The Japan Society for Rights of Authors, Composers and Publishers found 29,549 music video, movie and TV clips had been posted without permission.
[news.bbc.co.uk...]
I wonder if more will follow and whether the equity deal allows them to post lots of vids from those companies or still requires them to remove the offending material.
It will be interesting to see whether it will retain all of its users if its starts to remove lots of clips (especially when they are other less selective sites).
[edited by: engine at 1:27 pm (utc) on Oct. 20, 2006]
There are a lot of Japanese hilarious videos of very practical jokes...
I remember one in a sort of snow ski station. The guys were sitting in a supposedly massage chair, then all of the sudden the chair turned up to the wall, the wall opend, the chair turned on a engine or something and the guy got threw the wall to ski several hundred of meters wearing nothing more than a towel!
wearing nothing more than a towel!
surely that was a wham video
No wait, I remember more now. Due the speed I remember a couple of guys even lost the towel!
So, they were going down the hill at 60mph, at freezing temperture and nude!
And the most strange, must of them were laughing down the road!
Well, I guess you have nothing else to do in that situation ...
Because Google has enough money to be a target for being sued, but YouTube on its own didn't.
Google knows if people did sue them successfully over copyright infringement due to videos on YouTube, and they had to pay out compensation, it would open the floodgates for everyone who has any kind of copyright over a video posted without their permission on YouTube.
If you let Youtube make money off pirated content (that's basically what it is doing), why don't I just take content, edit in a short ad for my company at the end, and post it. Then Youtube and me are making money and the original content maker is making nothing. Sure, people say they are gaining exposure but exposure is "theoretical money" The money me and youtube made off off them is real.
This can't last forever no matter what kind of deals are made.

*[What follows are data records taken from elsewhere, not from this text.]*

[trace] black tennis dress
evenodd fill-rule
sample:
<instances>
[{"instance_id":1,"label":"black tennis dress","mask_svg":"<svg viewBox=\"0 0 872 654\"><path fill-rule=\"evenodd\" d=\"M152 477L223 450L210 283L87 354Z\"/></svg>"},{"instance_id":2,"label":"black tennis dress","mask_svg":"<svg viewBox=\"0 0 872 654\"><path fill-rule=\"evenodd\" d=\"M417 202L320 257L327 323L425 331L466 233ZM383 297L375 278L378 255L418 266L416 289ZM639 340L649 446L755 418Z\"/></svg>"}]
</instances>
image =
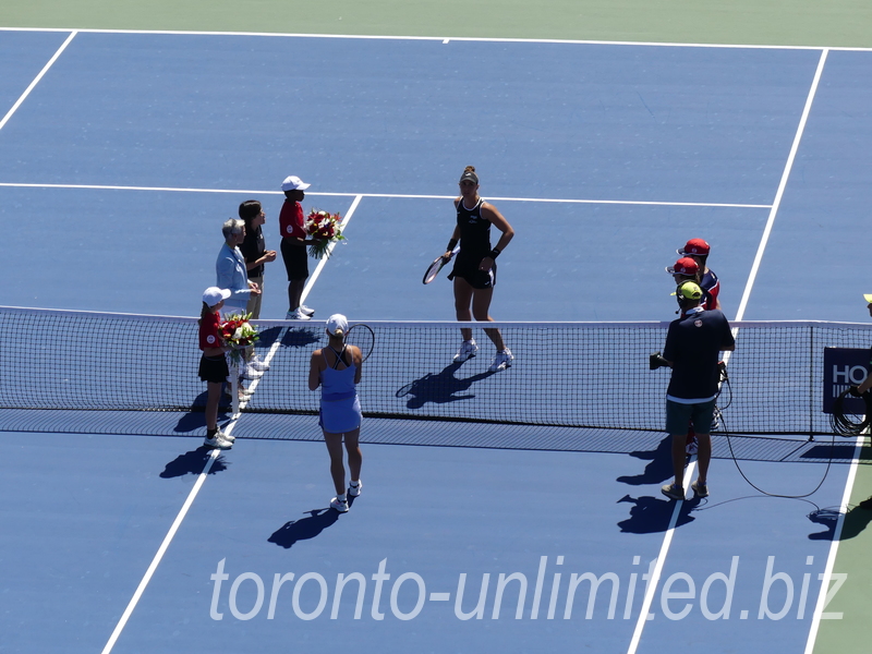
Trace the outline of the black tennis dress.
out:
<instances>
[{"instance_id":1,"label":"black tennis dress","mask_svg":"<svg viewBox=\"0 0 872 654\"><path fill-rule=\"evenodd\" d=\"M489 289L497 283L497 264L494 262L492 276L479 270L482 259L491 254L491 221L482 216L484 198L471 209L463 206L463 199L455 202L457 225L460 228L460 252L455 257L455 267L448 279L462 277L474 289Z\"/></svg>"}]
</instances>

The deals would have to be too complex in the current wild west model of Youtube.
Evetnually each media company will have it's own on-demand video portal and sites like youtube will be forgotten.
IMhO the media companies would do better to cut a deal with Youtube to distribute their content through YouTube and create money for themselves that way.
I'm watching the Full Metal Alchemist episodes now through Youtube, but I'd pay to be able to watch them full-screen, high-quality. For a fair price, of course.